FOXBOROUGH, Mass. — Just when you think you’ve seen everything, the New England Patriots did this:

When they took the field for their first offensive series against the Kansas City Chiefs last Sunday in the AFC championship game, they started two tight ends, one wide receiver and two running backs – Sony Michel and fullback James Develin.

On first down, Michel took a handoff up the middle for 11 yards and the tone was set for the night. It would be a hard, physical game that the Patriots ended up winning 37-31 in overtime, rushing for 176 yards.

That was the most rushing yards for the Patriots in the playoffs since they put up 177 in the 45-7 AFC championship win over Indianapolis four years ago.

And it shows just how dangerous this New England team can be as it prepares to play the Los Angeles Rams in the Super Bowl next Sunday night in Atlanta.

The Patriots are no longer simply dependent on the right arm of Tom Brady and the hands of his receivers. Certainly when the game is on the line, as it was in the fourth quarter last week, the ball will be in Brady’s hands.

But the Patriots’ ability to run the ball – they were fifth in the NFL this season, with 127.3 yards per game, the highest ranking in the Bill Belichick era – is keeping defenses honest. In the playoffs they’re averaging 165.6 rushing yards per game.

“Any offense, the more balanced you are, the better you can be because you keep the defense on its heels,” said backup quarterback Brian Hoyer. “The big guys (on the offensive line) have done a great job and the running backs have done a great job.

“You know what was great about last week? For all those runs (48) we didn’t have one run for negative yardage. It’s always moving forward … I’ve always felt to be a great offense you can’t be one-dimensional.”

And that’s something the Patriots haven’t been this year. In the regular season they ran the ball 45 percent of the time, gaining 2,037 yards with 18 touchdowns.
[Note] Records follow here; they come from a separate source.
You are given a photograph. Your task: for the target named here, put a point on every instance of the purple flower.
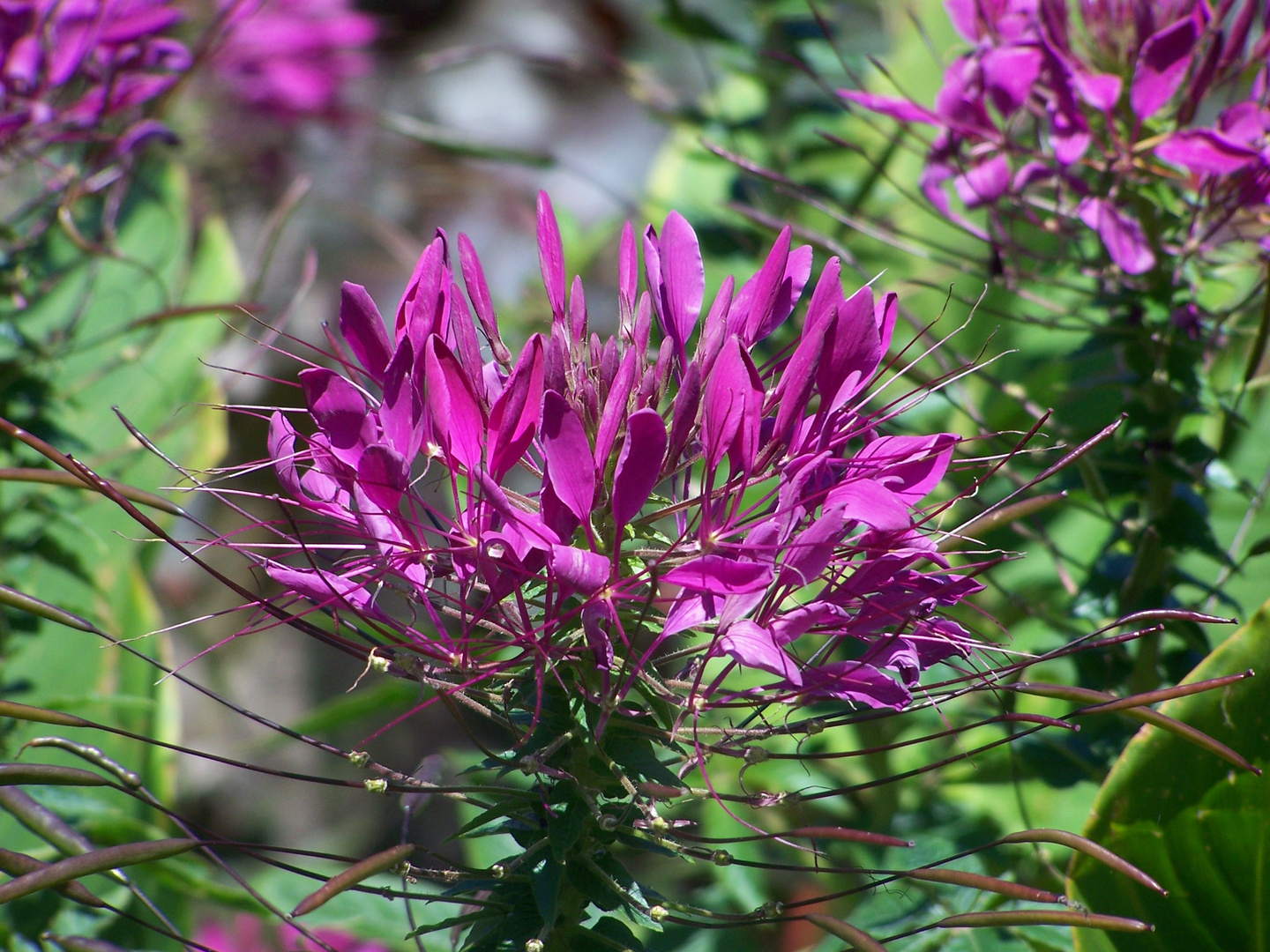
(75, 70)
(1053, 109)
(596, 499)
(292, 57)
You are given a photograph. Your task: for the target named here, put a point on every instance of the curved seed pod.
(20, 865)
(875, 839)
(94, 862)
(78, 943)
(1097, 698)
(92, 755)
(1044, 917)
(354, 874)
(43, 822)
(859, 940)
(38, 715)
(989, 883)
(1073, 841)
(17, 775)
(996, 518)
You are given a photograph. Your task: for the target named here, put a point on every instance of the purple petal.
(579, 570)
(456, 414)
(577, 310)
(798, 270)
(401, 410)
(900, 109)
(362, 326)
(474, 279)
(865, 502)
(684, 279)
(1206, 152)
(1009, 74)
(464, 334)
(756, 297)
(851, 351)
(568, 455)
(719, 576)
(808, 554)
(551, 256)
(340, 410)
(417, 312)
(684, 414)
(513, 419)
(826, 297)
(320, 587)
(796, 383)
(615, 409)
(1099, 89)
(1162, 65)
(628, 271)
(1122, 235)
(852, 681)
(983, 183)
(755, 646)
(383, 473)
(723, 403)
(907, 466)
(639, 465)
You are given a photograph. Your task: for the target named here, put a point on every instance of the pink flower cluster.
(592, 501)
(1064, 115)
(68, 68)
(292, 57)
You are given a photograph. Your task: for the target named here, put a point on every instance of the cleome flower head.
(696, 487)
(1059, 111)
(74, 70)
(291, 57)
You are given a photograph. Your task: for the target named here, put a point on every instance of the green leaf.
(1183, 816)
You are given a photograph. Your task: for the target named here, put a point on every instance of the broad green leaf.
(1181, 815)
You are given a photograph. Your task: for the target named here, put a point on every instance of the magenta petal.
(639, 465)
(900, 109)
(362, 326)
(383, 473)
(1206, 152)
(1009, 74)
(551, 256)
(465, 343)
(865, 502)
(724, 403)
(568, 455)
(579, 570)
(755, 646)
(513, 419)
(401, 410)
(1122, 235)
(628, 271)
(615, 409)
(852, 681)
(808, 554)
(719, 576)
(983, 183)
(320, 587)
(478, 290)
(1099, 89)
(851, 351)
(340, 410)
(456, 414)
(796, 383)
(1162, 63)
(908, 466)
(684, 279)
In the playoffs they’ve run the ball 48 percent of the time, gaining 331 yards with eight touchdowns in the two games.

The Super Bowl will feature teams with different offensive strategies. The Rams most often have three wide receivers on the field. The Patriots quite often have two backs on the field – something the Rams almost never do. Develin, for example, was on the field for 41 plays against the Chiefs – an uncommon amount for a fullback these days.

Develin’s value isn’t as a runner but a punishing blocker. As center Dave Andrews said, “He’s one of us,” meaning an offensive lineman.

Andrews also knows the Patriots have a pretty good backfield – each running back bringing his own skill set to the position. “They’re a special group,” he said. “We just have to give them the holes and they’ll find them.”

Michel, the rookie from Georgia, has led the way, gaining 931 yards in the regular season and 242 in the playoffs. James White (the team’s leading receiver in both the regular season and playoffs) and Rex Burkhead (who scored two touchdowns in the AFC title game, including the winner in overtime) give the Patriots versatility.

“I feel it’s what’s making us,” said tight end Rob Gronkowski, whose blocking on the edge has been a huge part of the running game. “You’ve got to have that run game. It opens up the play-action, opens up the receivers and that’s what we’ve been doing. It’s what we’ve been doing to win. You’ve got to be able to just grind it out, just keep on going, whatever play is called.”

The Patriots appear to have an advantage heading into the Super Bowl. The Rams were ranked only 23rd in run defense in the regular season, giving up 122.3 yards per game. But they’re been a different defense in the playoffs, limiting Dallas and New Orleans to 98 yards on 43 rushes (2.3 yards a rush).

The Patriots’ offensive line, left to right – tackle Trent Brown, guard Joe Thuney, Andrews, guard Shaq Mason and tackle Marcus Cannon – has been up to every challenge in the playoffs. Brady hasn’t been sacked in either game.

But it’s the running game that has everyone talking. And Andrews knows the line has to continue to perform for New England to win a sixth Super Bowl.

“You’ve got to give the confidence to Josh (McDaniels, New England’s offensive coordinator) to keep calling those runs,” said Andrews. “If they’re not getting any yards, you’ve got to go to something else.

“When you’re running you definitely get into a rhythm. And you can do a lot of different things. Any time you get into that rhythm and string a bunch of good plays together, stay ahead in down and distance, it’s a good feeling.”